THE BAPTISM OF THE HOLY GHOST.—REJECTED AS A BIBLE TEACHER IN METHODIST AND EPISCOPALIAN CHURCHES.—TAUGHT IN HOTEL DINING-ROOM.— VISION, WARNING AND BLESSING.—ENTERTAINING ANGELS.—THE JEWS.— PRAYER FOR RAIN AND ANSWER.—GOD’S JUDGEMENTS ON THE WICKED.— MOVED TO KANSAS.—DEATH OF MOTHER GLOYD.—SERMON OF A CATHOLIC PRIEST.
In this chapter I will tell of God’s leading. I say of my life, “This is the Lord’s doings and marvelous in our eyes.” A Methodist conference was held in Richmond, Texas, about the year 1884. I attended. The minister read the sixty-second chapter of Isaiah. From the time he began reading I was marvelously affected. Paul said it was not “lawful” or possible to utter some things. There was a halo around the minister. I was wrapt in ecstacy. My first impression was that an angel was talking and that the house was ascending to heaven. I felt my natural heart expanding to an enormous size.

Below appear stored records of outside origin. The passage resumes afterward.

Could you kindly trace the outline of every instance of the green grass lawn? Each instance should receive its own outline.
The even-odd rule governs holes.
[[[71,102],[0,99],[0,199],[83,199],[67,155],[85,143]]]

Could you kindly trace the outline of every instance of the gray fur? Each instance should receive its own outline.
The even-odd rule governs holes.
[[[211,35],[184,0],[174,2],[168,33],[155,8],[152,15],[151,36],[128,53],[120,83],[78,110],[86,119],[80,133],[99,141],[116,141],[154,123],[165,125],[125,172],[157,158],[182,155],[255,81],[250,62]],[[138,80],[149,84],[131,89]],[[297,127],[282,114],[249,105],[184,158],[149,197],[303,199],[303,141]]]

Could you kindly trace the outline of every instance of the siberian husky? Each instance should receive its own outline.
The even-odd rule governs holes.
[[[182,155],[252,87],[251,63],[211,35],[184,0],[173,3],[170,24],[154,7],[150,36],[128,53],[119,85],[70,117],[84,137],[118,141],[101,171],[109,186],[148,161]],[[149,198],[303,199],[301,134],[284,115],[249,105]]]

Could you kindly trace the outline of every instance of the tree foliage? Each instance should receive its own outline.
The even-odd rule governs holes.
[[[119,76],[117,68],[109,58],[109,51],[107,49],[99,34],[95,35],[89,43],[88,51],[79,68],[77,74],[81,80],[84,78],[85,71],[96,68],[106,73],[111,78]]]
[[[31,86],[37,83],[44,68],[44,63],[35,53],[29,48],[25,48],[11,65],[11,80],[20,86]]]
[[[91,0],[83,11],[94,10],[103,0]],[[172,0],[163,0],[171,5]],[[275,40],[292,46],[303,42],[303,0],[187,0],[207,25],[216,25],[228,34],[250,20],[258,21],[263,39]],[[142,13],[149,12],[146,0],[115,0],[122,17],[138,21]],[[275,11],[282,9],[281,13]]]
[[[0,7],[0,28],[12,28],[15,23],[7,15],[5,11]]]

I looked to see what impression was made on the people in the audience. I saw one man nodding. I was surprised, for no one seemed at all astonished or delighted.
At the close of the meeting I tried to find out the meaning. No one felt as I did. I went to a saintly woman, Mrs. Ruth Todd, and asked her about the sermon. She had felt nothing remarkable. I had never been taught that anyone but the Apostles in Jesus’ time got the gift of the Holy Ghost, or I would have understood this wonderful state. I then and there openly consecrated myself to God, telling my friends that “from henceforth all my time, means and efforts should be given to God.” (Mr. Nation in his petition for divorce said that up to this year I had been a good wife.) I was often considered crazy, on the subject of religion. When I spoke to people I would ask them, “if they loved God;” I could not refrain from this; the servant in the kitchen, the guest, the merchant, the market man; I felt impelled by divine love for the souls of men.
God had given me an intense love for souls, and one was as precious as another to me. I now see what the enlarging of my heart meant. Once an old colored man brought in the kitchen some eggs to sell. I said: “Uncle, do you love God?” He turned to my cook Fannie and said: “Hear dat”. Fannie said: “Oh! Mrs. Nation knows the Lord.” Uncle said: “Thank God one white woman got ligen,” clapped his hands and praised God. It used to be and is now the sweetest music to have anyone praise God. I am at church often, when I long to hear a loud shout of praise go up to the giver of every good and perfect gift. It is torture to attend the cold, dead service of most of the churches.